Amid slow movement in getting New Mexico’s community solar program running, the State Land Office has decided to take it up on its own.

On Tuesday, the State Land Office announced it executed a long-term lease earlier this month with Affordable Solar for the first-ever creation of a community solar project on state land.

 

The planned solar array will take up nearly 80 acres of state land in Valencia County and should generate about 5 megawatts of solar energy annually at maximum capacity.

 

That’s enough to power around 1,000 homes in a year for customers of the Public Service Company of New Mexico, per estimates by the State Land Office.

 

Dylan Connelly, director of commercial and community solar at Affordable Solar, told the Journal his company expects to begin construction in the first quarter of 2025. He also said Affordable Solar hopes to begin outreach efforts to get people signed up for the community solar program in the next few months.

 

Connelly said the State Land Office’s support “is helping us bring renewable energy to underserved and low-income communities, and we’re excited about what this project will accomplish.”

 

The announcement comes after numerous delays with a community solar program that lawmakers approved in 2021 with the Community Solar Act.

 

It took months of back-and-forth with the New Mexico Public Regulation Commission and investor-owned utilities — mandated by law to participate in the program — on how community solar would work, working through alleged technical errors in the process of choosing solar developers and attempts to solve an outstanding issue of $120 million needed for power grid upgrades — though recently announced federal dollars will help with that.

 

The debate over the community solar rollout even made it to the New Mexico Supreme Court, with the state’s three investor-owned utilities — PNM, El Paso Electric and Southwestern Public Service Co. — arguing about how billing under the program should work.
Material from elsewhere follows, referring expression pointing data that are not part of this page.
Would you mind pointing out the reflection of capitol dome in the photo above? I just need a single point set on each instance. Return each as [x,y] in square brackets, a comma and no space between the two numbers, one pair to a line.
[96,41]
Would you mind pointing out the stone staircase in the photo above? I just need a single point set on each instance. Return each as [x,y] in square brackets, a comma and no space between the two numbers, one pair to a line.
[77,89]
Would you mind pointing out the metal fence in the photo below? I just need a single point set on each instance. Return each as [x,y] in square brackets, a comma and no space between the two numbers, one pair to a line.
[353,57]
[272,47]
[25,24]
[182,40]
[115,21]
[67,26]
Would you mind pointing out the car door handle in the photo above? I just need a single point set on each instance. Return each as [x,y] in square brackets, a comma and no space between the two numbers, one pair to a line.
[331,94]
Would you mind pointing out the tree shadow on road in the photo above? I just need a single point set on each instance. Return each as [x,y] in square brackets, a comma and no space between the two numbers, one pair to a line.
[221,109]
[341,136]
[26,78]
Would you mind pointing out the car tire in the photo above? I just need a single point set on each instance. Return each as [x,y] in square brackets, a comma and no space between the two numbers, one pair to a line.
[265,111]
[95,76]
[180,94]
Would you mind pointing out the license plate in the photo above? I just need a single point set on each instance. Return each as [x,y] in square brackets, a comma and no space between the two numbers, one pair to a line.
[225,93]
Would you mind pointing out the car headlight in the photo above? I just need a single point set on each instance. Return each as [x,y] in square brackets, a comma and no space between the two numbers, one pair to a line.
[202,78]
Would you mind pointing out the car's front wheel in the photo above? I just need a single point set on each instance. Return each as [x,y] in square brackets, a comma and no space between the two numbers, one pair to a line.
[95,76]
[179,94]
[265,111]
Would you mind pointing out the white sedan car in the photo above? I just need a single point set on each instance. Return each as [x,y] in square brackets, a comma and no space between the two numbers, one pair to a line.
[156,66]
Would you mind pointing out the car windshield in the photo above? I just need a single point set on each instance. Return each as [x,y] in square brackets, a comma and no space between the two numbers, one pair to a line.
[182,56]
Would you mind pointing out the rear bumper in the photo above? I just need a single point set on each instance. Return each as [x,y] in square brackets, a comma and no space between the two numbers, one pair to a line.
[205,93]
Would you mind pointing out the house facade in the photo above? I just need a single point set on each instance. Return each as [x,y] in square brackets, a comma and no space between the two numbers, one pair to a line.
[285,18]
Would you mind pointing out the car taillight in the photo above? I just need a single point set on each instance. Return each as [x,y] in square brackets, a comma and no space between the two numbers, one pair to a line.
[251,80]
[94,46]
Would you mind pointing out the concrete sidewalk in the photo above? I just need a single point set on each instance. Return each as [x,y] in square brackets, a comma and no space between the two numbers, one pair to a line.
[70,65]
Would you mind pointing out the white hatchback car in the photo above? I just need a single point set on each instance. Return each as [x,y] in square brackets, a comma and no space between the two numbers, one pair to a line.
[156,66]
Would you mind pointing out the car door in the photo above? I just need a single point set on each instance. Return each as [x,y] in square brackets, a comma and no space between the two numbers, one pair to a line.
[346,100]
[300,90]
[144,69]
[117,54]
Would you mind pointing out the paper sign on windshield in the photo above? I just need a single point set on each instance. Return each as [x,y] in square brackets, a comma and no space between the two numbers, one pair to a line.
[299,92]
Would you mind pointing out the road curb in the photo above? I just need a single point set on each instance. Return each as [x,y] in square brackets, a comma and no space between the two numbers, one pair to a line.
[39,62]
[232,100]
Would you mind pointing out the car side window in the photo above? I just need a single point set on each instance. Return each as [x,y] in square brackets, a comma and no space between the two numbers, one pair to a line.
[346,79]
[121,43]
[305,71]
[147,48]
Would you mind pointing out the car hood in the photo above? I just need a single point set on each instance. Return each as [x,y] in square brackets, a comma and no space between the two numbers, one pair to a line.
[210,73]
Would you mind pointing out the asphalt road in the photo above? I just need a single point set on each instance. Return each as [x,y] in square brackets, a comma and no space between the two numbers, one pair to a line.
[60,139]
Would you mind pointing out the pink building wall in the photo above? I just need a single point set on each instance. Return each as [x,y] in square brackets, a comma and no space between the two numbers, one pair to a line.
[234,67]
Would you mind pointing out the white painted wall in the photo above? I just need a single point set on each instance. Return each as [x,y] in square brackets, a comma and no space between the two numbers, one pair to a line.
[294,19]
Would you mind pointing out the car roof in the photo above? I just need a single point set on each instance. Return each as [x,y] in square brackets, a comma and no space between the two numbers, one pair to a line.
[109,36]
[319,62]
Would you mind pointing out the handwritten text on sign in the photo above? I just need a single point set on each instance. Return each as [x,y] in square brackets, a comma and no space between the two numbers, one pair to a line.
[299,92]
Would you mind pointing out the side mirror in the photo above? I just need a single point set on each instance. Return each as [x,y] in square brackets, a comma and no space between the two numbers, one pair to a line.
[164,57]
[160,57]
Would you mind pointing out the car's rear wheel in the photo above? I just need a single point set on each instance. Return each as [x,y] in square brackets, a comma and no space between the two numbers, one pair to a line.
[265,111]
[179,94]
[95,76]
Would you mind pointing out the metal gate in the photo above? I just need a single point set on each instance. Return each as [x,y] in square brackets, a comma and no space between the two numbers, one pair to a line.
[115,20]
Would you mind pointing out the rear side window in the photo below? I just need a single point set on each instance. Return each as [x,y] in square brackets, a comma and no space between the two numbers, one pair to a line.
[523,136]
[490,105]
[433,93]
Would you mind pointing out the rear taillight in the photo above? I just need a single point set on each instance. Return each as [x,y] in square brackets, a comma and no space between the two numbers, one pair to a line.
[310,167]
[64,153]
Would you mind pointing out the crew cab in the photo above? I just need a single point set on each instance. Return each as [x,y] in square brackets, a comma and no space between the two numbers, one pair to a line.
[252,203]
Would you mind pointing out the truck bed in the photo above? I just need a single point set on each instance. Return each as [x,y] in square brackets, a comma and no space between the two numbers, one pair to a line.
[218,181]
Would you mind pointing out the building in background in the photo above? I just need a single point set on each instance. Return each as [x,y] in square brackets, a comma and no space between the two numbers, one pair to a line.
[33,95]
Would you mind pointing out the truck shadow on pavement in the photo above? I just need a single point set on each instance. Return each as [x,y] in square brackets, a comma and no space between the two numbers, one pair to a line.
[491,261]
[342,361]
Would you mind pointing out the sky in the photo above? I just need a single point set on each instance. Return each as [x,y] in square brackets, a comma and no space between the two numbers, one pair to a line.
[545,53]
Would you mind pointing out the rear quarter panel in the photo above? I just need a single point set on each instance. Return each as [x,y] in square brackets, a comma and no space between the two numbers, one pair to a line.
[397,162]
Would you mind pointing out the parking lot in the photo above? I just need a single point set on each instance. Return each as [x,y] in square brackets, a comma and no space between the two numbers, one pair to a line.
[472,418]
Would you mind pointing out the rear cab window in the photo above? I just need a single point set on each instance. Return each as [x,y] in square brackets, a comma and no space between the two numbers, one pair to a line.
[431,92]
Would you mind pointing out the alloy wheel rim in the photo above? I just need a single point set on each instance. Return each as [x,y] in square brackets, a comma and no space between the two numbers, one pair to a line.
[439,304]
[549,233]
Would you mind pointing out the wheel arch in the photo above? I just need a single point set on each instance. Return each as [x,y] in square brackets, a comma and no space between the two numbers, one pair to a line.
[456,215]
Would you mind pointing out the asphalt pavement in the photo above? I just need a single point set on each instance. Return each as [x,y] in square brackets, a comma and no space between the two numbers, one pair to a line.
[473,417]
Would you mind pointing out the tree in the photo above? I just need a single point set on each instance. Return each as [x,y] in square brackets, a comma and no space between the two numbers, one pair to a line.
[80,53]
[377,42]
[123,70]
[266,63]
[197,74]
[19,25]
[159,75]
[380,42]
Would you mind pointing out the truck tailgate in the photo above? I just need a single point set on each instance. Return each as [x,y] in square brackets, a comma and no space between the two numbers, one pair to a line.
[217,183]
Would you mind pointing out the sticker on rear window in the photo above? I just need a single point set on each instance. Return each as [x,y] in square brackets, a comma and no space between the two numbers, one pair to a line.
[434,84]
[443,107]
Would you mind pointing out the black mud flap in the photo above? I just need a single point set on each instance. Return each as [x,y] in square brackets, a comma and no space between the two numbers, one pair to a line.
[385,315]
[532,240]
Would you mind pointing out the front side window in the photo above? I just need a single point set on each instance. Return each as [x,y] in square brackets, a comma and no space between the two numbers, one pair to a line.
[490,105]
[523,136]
The court ultimately upheld the PRC’s rules on billing.

 

Tuesday’s State Land Office lease announcement aims to expand community solar access alongside the programs that will come with the Community Solar Act.

 

The State Land Office plans to hold 10 more community solar auctions in the next few months, according to a news release from the state agency.

 

Public Lands Commissioner Stephanie Garcia Richard said in a statement this is proof that state lands can be utilized to help meet New Mexicans’ needs. At the same time, the Affordable Solar project alone is expected to generate $2.7 million for the state’s public schools over the lifetime of the lease, according to the State Land Office.

 

The state so far has 13 active long-term solar leases adding up to nearly 400 megawatts in total capacity, excluding the new one with Affordable Solar.

 

“This is a historic moment in New Mexico’s renewable energy journey,” Garcia Richard said.

 

The PRC announced in August that nine community solar projects finalized interconnection agreements with utilities, allowing solar developers the ability to transmit energy from farms to homes later on.

 

“Having these signed interconnection agreements in place is exciting news and moves us closer to seeing this valuable program come online,” PRC Chief of Staff Cholla Khoury said then in a statement. “Keeping this momentum going is essential to providing more New Mexicans with access to solar generation.”

 

About a quarter of the projects have interconnection agreements, a PRC spokesperson said. No customers are yet signed up for the program.